Chinese artist Guo Fengyi, who passed away in 2010, is not well known—to the point where a publication attached to a current show at Vancouver’s Contemporary Art Gallery is called Who Is Guo Fengyi? Guo’s lack of notoriety compels one to call her an outsider artist, an appellation with, arguably, decreasing stigma. (Guo, it should be noted, finally found recognition in 2002 with participation in the Long March Project, a multi-venue event in China for which she collaborated with Judy Chicago.)

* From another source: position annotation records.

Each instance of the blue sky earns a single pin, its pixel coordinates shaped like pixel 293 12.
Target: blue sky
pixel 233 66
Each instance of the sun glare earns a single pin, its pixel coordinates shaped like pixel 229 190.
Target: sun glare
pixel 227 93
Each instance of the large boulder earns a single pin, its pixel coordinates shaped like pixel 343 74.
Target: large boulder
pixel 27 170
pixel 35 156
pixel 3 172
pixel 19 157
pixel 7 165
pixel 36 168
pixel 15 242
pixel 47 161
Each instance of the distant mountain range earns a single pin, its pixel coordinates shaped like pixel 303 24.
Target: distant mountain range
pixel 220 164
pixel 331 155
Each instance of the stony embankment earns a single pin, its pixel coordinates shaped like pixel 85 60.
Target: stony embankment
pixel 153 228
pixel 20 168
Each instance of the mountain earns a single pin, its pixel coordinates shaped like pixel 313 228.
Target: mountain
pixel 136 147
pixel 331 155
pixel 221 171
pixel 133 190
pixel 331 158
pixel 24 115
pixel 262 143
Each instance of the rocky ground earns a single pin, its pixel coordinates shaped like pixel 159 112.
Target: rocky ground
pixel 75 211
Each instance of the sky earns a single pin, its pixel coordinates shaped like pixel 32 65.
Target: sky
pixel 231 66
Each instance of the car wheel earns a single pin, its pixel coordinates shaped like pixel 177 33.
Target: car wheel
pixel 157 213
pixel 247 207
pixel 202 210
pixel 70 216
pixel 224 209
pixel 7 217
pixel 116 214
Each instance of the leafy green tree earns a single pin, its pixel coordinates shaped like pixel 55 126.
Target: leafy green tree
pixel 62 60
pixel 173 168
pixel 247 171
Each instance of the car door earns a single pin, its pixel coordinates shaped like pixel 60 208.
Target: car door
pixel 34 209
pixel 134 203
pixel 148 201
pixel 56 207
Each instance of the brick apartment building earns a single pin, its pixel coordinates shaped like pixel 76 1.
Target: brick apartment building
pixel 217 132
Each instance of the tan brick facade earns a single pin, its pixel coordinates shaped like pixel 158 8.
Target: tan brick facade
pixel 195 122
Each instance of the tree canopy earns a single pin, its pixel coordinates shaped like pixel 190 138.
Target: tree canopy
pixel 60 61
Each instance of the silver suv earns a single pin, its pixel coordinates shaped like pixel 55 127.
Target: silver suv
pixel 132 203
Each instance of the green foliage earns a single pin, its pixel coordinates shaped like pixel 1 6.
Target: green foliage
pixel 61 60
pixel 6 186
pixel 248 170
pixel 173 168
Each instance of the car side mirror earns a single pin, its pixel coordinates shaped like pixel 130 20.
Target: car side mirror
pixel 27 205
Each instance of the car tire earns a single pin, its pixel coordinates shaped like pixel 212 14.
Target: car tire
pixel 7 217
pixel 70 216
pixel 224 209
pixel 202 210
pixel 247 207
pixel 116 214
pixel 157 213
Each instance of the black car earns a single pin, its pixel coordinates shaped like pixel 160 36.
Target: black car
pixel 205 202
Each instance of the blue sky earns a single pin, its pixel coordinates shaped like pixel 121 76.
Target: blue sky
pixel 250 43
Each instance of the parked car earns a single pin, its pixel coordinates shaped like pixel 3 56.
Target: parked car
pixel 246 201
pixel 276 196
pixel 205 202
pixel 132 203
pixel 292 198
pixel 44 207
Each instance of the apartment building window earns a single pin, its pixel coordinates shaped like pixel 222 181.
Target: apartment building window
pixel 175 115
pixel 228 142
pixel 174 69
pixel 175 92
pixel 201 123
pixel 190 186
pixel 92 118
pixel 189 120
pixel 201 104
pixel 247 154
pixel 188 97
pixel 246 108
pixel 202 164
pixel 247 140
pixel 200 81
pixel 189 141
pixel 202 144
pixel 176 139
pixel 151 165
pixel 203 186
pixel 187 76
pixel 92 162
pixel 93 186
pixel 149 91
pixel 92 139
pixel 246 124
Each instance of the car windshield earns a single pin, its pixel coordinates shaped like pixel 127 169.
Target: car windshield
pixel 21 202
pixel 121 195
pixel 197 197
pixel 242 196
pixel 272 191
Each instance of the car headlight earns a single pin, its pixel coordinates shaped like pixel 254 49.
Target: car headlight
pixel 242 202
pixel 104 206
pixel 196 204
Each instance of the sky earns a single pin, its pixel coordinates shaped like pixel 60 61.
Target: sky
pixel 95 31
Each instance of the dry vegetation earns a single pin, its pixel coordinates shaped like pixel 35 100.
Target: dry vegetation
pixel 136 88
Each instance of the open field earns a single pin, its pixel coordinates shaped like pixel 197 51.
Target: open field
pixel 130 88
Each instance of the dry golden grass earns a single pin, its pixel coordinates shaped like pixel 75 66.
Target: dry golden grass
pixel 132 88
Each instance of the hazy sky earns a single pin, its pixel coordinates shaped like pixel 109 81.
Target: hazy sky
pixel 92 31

“Outsider” successfully defines Guo because she not only produced outside sanctioned art circles for most of her career, but also dealt with subjects and themes not current to said circles. Like the British artist Madge Gill and the Czech artist Anna Zemánková—both of whose work Guo’s uncannily resembles—Guo seems out of time, dwelling in abstract-primitive, numinous realms. But it is precisely this disconnect, and its associated idiosyncrasies, that make her work so attractive today, when strength of vision, in combination with non-academic training, can seem as novel as the latest high-tech gadget.
The exhibition text for the CAG show tells us of the specificities of Guo’s references—well, at least of what is possible to understand through a cursory Western gaze. Falling ill, Guo explored qigong, a healing methodology involving, in part, meditation. (Notions of “qi” or “chi” as a life force worth tapping into are, of course, now popular worldwide.) While meditating, Guo had visions, reflected in the drawings; her subjects included Taoism, acupuncture energy maps and geomancy. Without depth of reference, however, one can still appreciate the drawings’ eerie beauty. Animism is evident: faces often emerge in the smallest detail. The colours and lines are also impressive: as with so many so-called outsiders, Guo’s miraculous achievement is her marriage of expressionism with a precise, yet inherently odd, representationalism.